How does it work practically?

Suppose that BP2 has produced an item and is about to play it, or you have selected an item in the text window. It first scans the item looking for variables that are used in the glossary. If no such variable is found then the glossary is not used. Otherwise it uses the glossary as a subgrammar in order to get the final string, which will then be expanded (as a polymetric expression), set in time, and then played on the MIDI output.

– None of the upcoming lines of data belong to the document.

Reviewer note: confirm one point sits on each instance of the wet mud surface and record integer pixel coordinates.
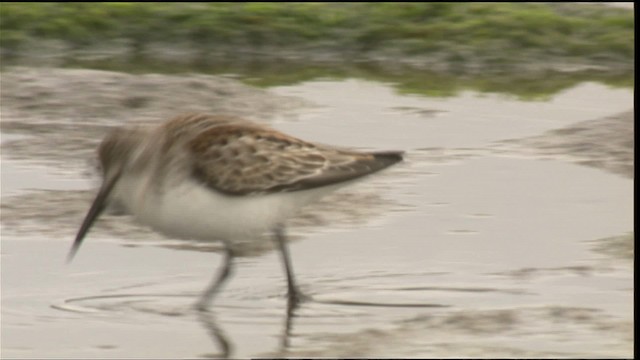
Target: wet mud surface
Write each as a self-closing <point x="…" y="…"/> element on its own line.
<point x="506" y="233"/>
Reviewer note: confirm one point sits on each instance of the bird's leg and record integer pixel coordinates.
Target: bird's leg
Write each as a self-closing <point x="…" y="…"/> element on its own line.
<point x="218" y="281"/>
<point x="295" y="295"/>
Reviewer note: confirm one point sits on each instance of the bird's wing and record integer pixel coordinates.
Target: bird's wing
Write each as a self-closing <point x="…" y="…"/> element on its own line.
<point x="241" y="159"/>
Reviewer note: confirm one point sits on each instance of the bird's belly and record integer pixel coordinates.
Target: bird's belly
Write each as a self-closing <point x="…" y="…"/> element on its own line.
<point x="190" y="210"/>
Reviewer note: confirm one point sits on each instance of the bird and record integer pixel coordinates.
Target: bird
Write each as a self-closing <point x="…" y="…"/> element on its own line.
<point x="223" y="178"/>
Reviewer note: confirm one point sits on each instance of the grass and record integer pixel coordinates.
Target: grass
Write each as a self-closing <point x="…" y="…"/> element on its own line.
<point x="495" y="34"/>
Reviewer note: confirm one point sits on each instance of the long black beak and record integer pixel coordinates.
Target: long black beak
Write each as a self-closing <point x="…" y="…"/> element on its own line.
<point x="96" y="209"/>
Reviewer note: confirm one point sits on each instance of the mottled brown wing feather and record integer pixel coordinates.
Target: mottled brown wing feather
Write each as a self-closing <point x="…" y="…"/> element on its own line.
<point x="244" y="159"/>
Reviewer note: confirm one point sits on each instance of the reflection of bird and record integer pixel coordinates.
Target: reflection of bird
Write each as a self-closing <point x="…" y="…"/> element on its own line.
<point x="221" y="178"/>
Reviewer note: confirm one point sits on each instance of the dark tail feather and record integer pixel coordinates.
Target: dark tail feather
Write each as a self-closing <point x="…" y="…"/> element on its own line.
<point x="387" y="158"/>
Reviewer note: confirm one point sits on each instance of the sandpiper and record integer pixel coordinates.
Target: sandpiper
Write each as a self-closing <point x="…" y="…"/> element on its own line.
<point x="220" y="178"/>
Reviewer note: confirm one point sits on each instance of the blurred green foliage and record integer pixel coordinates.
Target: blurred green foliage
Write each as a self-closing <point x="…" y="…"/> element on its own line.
<point x="479" y="28"/>
<point x="500" y="34"/>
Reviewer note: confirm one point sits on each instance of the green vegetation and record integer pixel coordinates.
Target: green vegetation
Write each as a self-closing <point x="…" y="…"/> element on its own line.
<point x="436" y="49"/>
<point x="524" y="86"/>
<point x="493" y="33"/>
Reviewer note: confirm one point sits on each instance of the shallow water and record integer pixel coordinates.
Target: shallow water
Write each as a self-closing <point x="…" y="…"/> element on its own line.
<point x="459" y="251"/>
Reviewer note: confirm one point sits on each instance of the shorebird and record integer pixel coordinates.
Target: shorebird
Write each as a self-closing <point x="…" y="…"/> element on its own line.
<point x="220" y="178"/>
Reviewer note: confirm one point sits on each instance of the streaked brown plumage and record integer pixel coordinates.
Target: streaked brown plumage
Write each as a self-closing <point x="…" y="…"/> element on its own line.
<point x="213" y="177"/>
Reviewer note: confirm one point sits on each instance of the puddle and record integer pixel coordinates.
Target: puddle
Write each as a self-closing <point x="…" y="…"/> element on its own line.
<point x="470" y="248"/>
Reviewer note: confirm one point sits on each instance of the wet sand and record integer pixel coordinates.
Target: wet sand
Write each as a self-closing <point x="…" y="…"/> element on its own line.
<point x="492" y="240"/>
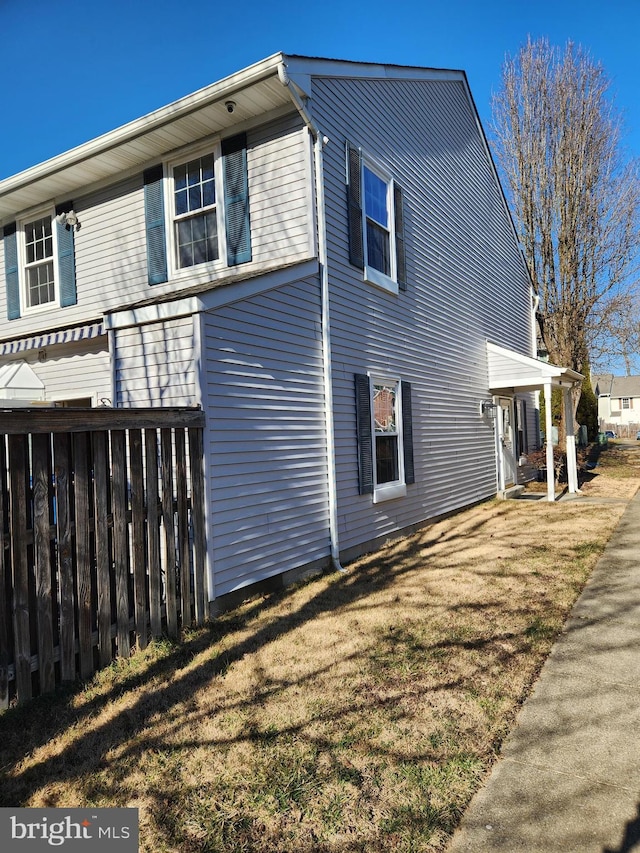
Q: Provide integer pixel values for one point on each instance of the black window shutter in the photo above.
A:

Since the glossary makes a single substitution, a variable appearing in the right argument of a glossary rule will only be rewritten if it is defined in a following rule. (See for example variables 'Internal' and 'Expansion' in "-gl.D50".)

Let us now look at the glossary as a script. Any rewrite rule may equivalently be put as a "Define" script instruction, e.g.

ChorusedPiano --> _script(MIDI program 6)

is equivalent to:

Define ChorusedPiano _script(MIDI program 6)

In addition, script instructions that influence compilation are acceptable in glossaries, notably:

Note convention = key numbers

You may use glossaries for any other purpose than setting a MIDI device. The good thing about glossaries is that they can perform transformations on a string representing a musical item even when no grammar is used to produce it. It makes sense that the design of device-specific procedures is not part of a grammar which is only meant to produce symbolic representations of musical items.